Delima termangu-mangu sejenak. Namun ia tidak menjawab lagi. Dipungutnya bakul yang berisi pakaian-pakaian kotor itu dan dibawanya ke sumur. Sambil berjalan ia melihat adiknya mengusap matanya yang basah. Sambil melangkah Delima berdesis perlahan yang hanya dapat didengarnya sendiri, ”Anak manja yang cengeng.”

Tetapi ketika ia mulai duduk di atas dingklik kayu setelah merendam pakaian-pakaian yang kotor itu, hatinya menjadi luluh melihat Kenanga melangkah mendekatinya sambil berusaha menghapus air matanya.

“Biar aku menimba air kak?” suaranya agak serak.

Delima memandang adiknya yang berdiri termangu-mangu. Namun katanya, ”Sudahlah Kenanga. Jambangan itu sudah penuh. Ayah sudah mengisinya.”

“Tetapi kak Delima marah.” berkata adiknya.

“Tidak. Aku tidak marah Kenanga.”

Kenanga masih ragu. Selangkah ia mendekat, sementara Delima berkata, “Marilah. Bantu aku menggosok dengan lerak!”

Kenanga pun kemudian berjongkok di sebelah Delima. Dicobanya untuk membantu mencuci pakaian-pakaian yang kotor itu. Dalam pada itu, Delima sempat merenungi dirinya sendiri. Kenapa tiba-tiba saja ia menjadi kesal. Namun akhirnya Delima menyadari bahwa ia menjadi kecewa karena ia tidak dapat pergi ke sungai untuk bertemu dan berbicara dengan orang bongkok itu. Tetapi ia telah menimpakan kekesalannya itu kepada adiknya.
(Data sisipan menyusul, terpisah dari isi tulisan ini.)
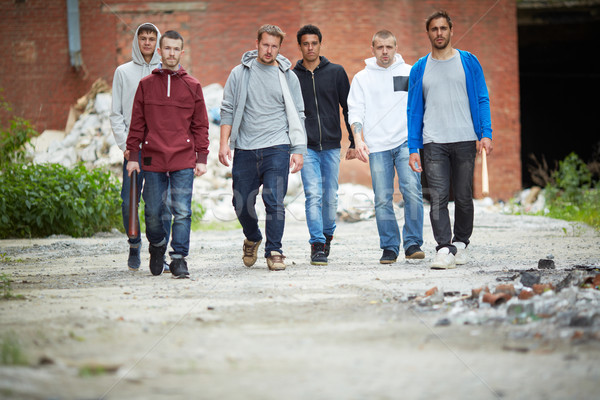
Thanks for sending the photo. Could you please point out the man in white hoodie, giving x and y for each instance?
(125, 82)
(377, 114)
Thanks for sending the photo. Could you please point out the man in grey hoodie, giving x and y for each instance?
(125, 82)
(262, 118)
Dalam pada itu, Ki Krawangan yang duduk di ruang dalam masih saja merasa gelisah. Nyi Krawangan yang sibuk di dapur, sempat melupakan kegelisahannya sejenak, justru karena kesibukannya. Ketika matahari menjadi semakin tinggi, maka Ki Krawangan bergegas menyongsong kakaknya yang benar-benar telah datang ke rumahnya. Dipersilahkannya kakaknya itu duduk didalam. Rasa-rasanya Ki Krawangan tidak sabar menunggu, apa yang akan dikatakan oleh kakaknya itu.

“Krawangan,“ berkata kakaknya “Beberapa orang kawanku memang mempertanyakan hubunganmu dengan orang bongkok itu.”
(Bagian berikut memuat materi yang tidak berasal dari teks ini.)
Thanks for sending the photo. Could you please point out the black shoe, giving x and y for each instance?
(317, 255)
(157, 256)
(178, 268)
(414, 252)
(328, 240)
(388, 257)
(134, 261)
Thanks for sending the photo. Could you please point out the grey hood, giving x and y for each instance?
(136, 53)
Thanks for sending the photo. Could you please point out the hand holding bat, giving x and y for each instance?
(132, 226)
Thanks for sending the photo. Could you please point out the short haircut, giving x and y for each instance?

“Tetapi kakang tahu, bahwa aku tidak mempunyai hubungan apa-apa.”

“Ya. Para cantrik yang kemarin ada disini itu juga mengatakan bahwa kau tidak mempunyai hubungan apa-apa.” kakaknya itu termangu-mangu sejenak. Namun kemudian katanya “Tetapi sekarang yang ada hanya aku, Krawangan. Aku ingin kau berkata dengan jujur. Apakah sebenarnya kau mempunyai hubungan atau tidak.”

Sementara itu Delima yang diberitahu oleh ibunya, bahwa pamannya telah datang, berkata kepada adiknya, ”Kau tunggu cucian ini Kenanga. Jika kau dapat membantu, lakukanlah. Tetapi jika kau merasa lelah, tunggui sajalah disini.”

Kenanga yang masih dibayangi oleh kemarahan kakaknya tidak berani membantah. Sambil mengangguk Kenanga menyahut, “Baik, kak. Tetapi jangan lama-lama.”

“Tidak. Aku tidak akan menunggui pembicaraan ayah dan paman sampai selesai.”

Bersama ibunya, maka Delima pun kemudian masuk ke dalam. Tetapi keduanya tidak menemui pamannya. Keduanya berusaha mendengarkan pembicaraan Ki Krawangan dengan kakaknya yang menjadi salah seorang penghuni padepokan Kiai Banyu Bening dari balik dinding.

Dalam pada itu, Krawangan berusaha menjelaskan sekali lagi, kenapa orang bongkok itu pernah berada dirumahnya sebelum terjadi peristiwa yang mengguncang tatanan yang dibuat oleh orang-orang dari padepokan Kiai Banyu Bening itu.

Kakak Ki Krawangan itu mengangguk-angguk. Dengan nada berat ia berkata, ”Ternyata segala sesuatunya telah disusun dengan rapi oleh orang bongkok itu. Tetapi kenapa ia telah memilih rumah ini? Apakah orang bongkok itu mengetahui, bahwa kau adalah adik dari salah seorang penghuni padepokan itu?”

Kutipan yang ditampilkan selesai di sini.